A heavy heart, a mind wrought with thoughts, and trying to dwell on what I know (that God is good).
Lately my heart has been heavy and my mind has been wrought with thinking. Maybe too much thinking.
Have you ever wanted something so bad that it hurt when you didn’t get it? Of course you have. You’re a human being, with hopes and desires and passions. I am sitting at Portland Brew coffeehouse off of 12th avenue south, one of my favorite spots in Nashville to snag a cup of iced coffee, to read, and to get lost in music.
“He is God. He is good. He is Jesus.”
These words resonate in my ears as I listen to the knoxville-based “United Pursuit Band,” one of my favorite worship band groups. I know this truth that God is God and that He is good. I’ve heard it all my life.
I am trying to see the goodness in my recent disappointment and heartache. A few months ago I applied for a pretty prestigious, exciting, fun internship with Young Life, I had my heart set on it, and I clung to the glimpse that some direction and purpose in my life were within grasp.

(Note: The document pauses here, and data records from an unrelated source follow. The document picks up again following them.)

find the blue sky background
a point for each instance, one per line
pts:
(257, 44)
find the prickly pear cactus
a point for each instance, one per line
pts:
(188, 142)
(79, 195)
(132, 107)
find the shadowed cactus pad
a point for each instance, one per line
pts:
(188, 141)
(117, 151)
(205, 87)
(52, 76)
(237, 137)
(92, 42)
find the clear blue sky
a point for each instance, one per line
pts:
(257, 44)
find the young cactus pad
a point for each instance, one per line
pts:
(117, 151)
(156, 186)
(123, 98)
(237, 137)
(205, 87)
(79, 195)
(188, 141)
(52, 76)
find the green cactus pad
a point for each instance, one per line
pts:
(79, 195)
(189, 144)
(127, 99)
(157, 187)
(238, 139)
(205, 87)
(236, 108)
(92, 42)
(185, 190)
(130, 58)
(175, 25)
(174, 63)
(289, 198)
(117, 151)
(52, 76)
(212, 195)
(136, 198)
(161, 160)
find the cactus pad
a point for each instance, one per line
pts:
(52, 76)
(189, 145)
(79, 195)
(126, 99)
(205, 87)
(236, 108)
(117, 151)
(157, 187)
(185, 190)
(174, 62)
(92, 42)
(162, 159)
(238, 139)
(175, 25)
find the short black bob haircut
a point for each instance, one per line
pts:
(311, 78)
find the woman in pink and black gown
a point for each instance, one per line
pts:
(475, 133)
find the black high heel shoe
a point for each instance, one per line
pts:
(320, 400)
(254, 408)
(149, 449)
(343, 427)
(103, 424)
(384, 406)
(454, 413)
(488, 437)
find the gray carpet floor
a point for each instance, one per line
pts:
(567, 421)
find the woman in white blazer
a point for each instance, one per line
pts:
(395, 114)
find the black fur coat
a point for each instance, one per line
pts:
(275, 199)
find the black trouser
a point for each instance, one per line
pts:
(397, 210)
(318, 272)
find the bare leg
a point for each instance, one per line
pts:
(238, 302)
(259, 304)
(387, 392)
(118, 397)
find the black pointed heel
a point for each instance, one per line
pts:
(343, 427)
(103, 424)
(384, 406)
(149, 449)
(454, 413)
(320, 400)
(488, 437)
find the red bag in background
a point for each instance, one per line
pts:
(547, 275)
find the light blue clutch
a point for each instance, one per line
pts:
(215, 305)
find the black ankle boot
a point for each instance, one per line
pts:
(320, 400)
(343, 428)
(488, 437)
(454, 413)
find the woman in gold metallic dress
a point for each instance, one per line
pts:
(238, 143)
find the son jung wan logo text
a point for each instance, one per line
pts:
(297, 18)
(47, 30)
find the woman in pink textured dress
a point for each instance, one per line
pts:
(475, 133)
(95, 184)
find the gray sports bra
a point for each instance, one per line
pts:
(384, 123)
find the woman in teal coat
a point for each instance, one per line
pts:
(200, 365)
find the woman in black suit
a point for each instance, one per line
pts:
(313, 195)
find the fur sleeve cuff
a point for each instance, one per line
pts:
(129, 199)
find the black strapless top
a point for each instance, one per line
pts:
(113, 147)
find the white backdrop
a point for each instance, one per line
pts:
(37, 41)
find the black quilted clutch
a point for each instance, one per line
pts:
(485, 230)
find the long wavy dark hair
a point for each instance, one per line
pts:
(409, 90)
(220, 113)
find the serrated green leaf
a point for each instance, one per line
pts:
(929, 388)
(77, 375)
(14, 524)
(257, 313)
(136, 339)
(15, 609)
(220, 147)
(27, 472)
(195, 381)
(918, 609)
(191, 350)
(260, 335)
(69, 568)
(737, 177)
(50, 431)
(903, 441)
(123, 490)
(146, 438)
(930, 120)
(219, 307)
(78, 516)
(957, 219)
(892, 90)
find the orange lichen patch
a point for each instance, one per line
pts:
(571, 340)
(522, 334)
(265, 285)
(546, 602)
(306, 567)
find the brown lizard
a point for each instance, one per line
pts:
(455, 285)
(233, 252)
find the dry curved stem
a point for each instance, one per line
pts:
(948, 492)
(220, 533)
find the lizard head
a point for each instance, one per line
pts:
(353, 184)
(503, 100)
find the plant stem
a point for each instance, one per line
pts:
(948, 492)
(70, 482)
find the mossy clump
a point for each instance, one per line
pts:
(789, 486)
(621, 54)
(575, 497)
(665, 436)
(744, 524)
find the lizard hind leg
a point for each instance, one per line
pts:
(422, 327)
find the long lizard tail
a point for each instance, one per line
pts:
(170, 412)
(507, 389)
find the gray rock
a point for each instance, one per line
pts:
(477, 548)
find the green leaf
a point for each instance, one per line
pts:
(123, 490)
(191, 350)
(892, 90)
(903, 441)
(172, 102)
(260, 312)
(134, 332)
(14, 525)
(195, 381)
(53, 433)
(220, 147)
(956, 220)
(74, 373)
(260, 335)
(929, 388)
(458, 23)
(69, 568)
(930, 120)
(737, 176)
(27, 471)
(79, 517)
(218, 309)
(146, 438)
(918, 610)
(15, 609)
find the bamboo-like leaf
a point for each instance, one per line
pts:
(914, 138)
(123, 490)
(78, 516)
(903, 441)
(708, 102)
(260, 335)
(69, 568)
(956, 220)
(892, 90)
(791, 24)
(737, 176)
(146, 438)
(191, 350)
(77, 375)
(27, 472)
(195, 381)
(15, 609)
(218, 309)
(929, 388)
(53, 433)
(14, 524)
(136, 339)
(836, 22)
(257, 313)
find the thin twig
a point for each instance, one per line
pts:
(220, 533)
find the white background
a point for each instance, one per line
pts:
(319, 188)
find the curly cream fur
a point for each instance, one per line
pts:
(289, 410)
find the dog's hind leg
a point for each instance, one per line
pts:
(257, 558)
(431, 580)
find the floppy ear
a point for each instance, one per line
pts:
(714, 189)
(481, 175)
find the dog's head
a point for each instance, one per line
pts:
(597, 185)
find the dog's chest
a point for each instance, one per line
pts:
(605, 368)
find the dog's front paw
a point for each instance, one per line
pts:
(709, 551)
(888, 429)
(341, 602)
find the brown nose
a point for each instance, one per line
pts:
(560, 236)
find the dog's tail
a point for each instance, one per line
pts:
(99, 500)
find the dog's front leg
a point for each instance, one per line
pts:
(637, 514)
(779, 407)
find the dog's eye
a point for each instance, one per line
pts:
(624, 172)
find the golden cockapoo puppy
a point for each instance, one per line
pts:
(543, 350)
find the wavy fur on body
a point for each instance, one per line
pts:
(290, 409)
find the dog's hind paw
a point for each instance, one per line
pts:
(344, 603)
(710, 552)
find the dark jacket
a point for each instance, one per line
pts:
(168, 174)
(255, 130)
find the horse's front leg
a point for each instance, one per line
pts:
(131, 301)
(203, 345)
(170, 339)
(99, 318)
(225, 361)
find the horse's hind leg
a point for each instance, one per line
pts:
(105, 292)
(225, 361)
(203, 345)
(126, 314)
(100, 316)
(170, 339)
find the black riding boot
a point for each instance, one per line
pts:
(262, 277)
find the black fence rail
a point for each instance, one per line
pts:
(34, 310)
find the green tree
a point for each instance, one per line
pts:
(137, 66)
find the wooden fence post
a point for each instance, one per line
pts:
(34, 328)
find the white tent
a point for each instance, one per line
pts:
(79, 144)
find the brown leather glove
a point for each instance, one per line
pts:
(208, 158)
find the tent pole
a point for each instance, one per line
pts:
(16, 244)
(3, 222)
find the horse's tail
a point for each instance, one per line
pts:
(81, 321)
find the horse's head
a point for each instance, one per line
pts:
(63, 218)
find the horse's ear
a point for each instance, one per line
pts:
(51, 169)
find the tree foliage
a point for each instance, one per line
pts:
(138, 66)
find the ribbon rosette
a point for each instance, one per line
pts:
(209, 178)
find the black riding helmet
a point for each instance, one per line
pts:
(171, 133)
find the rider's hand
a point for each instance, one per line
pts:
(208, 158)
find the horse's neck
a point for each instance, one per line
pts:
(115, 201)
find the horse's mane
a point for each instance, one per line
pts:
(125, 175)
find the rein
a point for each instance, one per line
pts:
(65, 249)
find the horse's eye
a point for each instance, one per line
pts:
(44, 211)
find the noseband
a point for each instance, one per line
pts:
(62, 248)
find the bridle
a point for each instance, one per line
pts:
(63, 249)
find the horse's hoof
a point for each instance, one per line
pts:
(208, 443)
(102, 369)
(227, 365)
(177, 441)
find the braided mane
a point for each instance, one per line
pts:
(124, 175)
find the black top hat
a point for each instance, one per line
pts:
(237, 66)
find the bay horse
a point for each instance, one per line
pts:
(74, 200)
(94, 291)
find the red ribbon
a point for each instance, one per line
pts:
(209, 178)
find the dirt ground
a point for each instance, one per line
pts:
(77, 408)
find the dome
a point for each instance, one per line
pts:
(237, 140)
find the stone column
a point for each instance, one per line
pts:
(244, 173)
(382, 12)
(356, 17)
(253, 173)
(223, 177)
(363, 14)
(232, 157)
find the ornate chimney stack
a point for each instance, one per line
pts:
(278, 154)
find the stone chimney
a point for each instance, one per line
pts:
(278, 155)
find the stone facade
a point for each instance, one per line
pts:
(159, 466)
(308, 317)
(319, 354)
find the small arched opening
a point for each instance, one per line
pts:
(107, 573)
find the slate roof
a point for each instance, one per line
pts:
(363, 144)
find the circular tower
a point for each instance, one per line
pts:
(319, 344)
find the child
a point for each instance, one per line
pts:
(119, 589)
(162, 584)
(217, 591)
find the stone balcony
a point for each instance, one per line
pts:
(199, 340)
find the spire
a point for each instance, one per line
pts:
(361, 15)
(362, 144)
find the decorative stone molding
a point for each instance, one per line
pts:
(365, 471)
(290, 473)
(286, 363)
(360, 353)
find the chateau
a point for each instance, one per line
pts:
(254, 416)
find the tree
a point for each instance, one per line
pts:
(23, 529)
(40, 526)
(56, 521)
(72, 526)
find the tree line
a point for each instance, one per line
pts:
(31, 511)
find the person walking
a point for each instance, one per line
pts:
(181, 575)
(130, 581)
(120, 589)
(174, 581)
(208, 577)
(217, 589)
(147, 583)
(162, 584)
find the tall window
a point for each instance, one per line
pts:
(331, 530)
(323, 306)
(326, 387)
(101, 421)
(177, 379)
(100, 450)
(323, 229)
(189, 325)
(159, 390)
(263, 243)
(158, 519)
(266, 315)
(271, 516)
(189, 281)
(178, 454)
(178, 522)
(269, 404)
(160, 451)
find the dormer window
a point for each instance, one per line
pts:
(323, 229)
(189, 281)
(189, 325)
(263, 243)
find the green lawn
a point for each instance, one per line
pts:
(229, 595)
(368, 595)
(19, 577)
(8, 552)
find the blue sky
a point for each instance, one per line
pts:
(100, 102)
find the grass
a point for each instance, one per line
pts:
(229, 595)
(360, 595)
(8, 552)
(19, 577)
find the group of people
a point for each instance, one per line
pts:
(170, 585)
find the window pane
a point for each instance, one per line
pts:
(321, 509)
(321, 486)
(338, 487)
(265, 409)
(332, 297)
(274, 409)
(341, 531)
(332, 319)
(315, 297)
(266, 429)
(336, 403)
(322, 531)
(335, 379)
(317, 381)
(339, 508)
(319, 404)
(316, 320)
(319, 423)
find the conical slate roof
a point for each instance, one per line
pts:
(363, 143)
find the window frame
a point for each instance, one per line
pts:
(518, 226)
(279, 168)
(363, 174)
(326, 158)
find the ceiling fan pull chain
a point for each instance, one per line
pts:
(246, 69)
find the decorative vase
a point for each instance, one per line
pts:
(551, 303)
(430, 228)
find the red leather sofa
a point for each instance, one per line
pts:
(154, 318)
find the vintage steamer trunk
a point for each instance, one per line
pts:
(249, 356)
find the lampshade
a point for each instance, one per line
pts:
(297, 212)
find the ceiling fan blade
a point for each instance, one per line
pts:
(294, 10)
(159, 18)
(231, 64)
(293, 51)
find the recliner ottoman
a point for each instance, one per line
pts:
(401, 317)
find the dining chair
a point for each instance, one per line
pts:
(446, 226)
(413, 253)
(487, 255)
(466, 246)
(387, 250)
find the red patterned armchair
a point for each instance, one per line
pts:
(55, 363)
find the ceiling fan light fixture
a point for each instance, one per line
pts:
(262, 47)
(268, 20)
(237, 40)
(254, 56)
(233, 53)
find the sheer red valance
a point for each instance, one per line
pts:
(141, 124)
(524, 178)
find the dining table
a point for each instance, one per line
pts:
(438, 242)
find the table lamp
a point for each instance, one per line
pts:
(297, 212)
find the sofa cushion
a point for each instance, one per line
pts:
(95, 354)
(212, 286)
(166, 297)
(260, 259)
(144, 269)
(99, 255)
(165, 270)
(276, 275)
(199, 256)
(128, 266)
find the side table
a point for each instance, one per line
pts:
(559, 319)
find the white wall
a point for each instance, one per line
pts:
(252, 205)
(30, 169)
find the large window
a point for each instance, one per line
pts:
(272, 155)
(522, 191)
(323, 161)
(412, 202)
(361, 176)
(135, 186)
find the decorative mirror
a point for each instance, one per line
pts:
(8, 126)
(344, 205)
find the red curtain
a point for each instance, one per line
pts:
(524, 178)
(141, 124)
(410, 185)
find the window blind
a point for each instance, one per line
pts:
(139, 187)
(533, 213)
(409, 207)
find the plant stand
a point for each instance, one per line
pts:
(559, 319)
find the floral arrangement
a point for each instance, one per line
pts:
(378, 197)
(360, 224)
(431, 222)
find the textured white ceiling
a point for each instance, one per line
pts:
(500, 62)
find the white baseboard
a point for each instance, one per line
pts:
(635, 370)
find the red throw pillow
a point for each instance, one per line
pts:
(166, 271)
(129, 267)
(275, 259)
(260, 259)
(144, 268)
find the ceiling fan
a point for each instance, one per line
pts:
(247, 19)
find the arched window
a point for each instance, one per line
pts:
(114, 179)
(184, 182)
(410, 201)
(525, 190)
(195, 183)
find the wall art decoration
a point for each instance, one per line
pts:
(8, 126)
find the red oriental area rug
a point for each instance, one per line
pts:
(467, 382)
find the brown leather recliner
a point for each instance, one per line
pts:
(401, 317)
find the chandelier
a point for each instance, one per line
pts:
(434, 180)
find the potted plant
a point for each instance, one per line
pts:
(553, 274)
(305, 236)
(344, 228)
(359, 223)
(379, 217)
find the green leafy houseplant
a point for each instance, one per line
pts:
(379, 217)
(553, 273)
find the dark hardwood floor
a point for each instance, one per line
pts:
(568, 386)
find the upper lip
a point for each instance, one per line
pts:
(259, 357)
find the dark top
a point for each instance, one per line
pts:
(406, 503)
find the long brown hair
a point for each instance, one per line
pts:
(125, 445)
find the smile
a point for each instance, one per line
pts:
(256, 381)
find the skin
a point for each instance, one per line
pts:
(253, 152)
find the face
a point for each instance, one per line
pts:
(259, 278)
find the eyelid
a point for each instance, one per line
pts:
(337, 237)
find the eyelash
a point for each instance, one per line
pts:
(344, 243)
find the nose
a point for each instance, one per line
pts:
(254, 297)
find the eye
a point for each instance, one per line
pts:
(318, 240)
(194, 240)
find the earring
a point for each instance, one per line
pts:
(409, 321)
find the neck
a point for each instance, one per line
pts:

I had high hopes that I would be accepted to the internship. I spent hours filling out an application, I asked for recommendations from some mentors of mine, and I had two long phone interviews (recently) where I was asked questions about myself and where I am in life. And in short, I didn’t get accepted. Emotions of hurt and disappointment filled me. We all know this feeling to some extent. I tried to understand why I was so upset though. I tried to dig down to the root of my mind’s disposition. I think it comes down to the fact that yet another hint of knowing and having an idea of where I might be going in life, was wiped completely away from my path. I’ve been out of college for almost 2 years and I’m still struggling with my wants and desires, and what I want out of life. Every day I feel like i’m grasping at trying to simply know what I like and want to do. Maybe it’s a common trend for people my age to be scouring for direction and clarity.
It says in 1 Corinthians 13:12 (NLT): Now we see things imperfectly, like puzzling reflections in a mirror, but then we will see everything with perfect clarity. All that I know now is partial and incomplete, but then I will know everything completely, just as God now knows me completely.
These lives we live are often unclear and uncertain in many ways and I believe God wants it that way. We were made to be in relationship with Him and to cling to Him day by day, and hour by hour. He wants us searching, and pursuing Him with all our might and with all our soul. We won’t always know reasons, and I think we have to some times be okay with that. That’s faith.
The band Needtobreathe might be one of my favorites bands. Ever. Their songs bring me back to my summers in East Tennessee, driving around with my best friends, having the windows rolled down, and the warm air crashing against my face. A line in one of their recent songs says “Life is but a vision in a window that we’re peeking through,” and I think they’re right. I really do. We are getting a small peek of what is to come and there is tons of mystery in every moment.
There are countless times for us to dwell on uncertainties in life. That is where faith and trust comes in for me. Do I wholeheartedly trust God? And what do I know and believe? I believe that God is good, that He knows me wholly, and I know He loves me with the most unconditional love.
So here’s a blogpost dedicated to the constant battle of choosing whether to dwell on things we don’t know or choosing to dwell on things we do know. Chasing after God isn’t easy. It’s risky and unclear. But the best things in life are worth the risk and they require long lasting leaps of faith.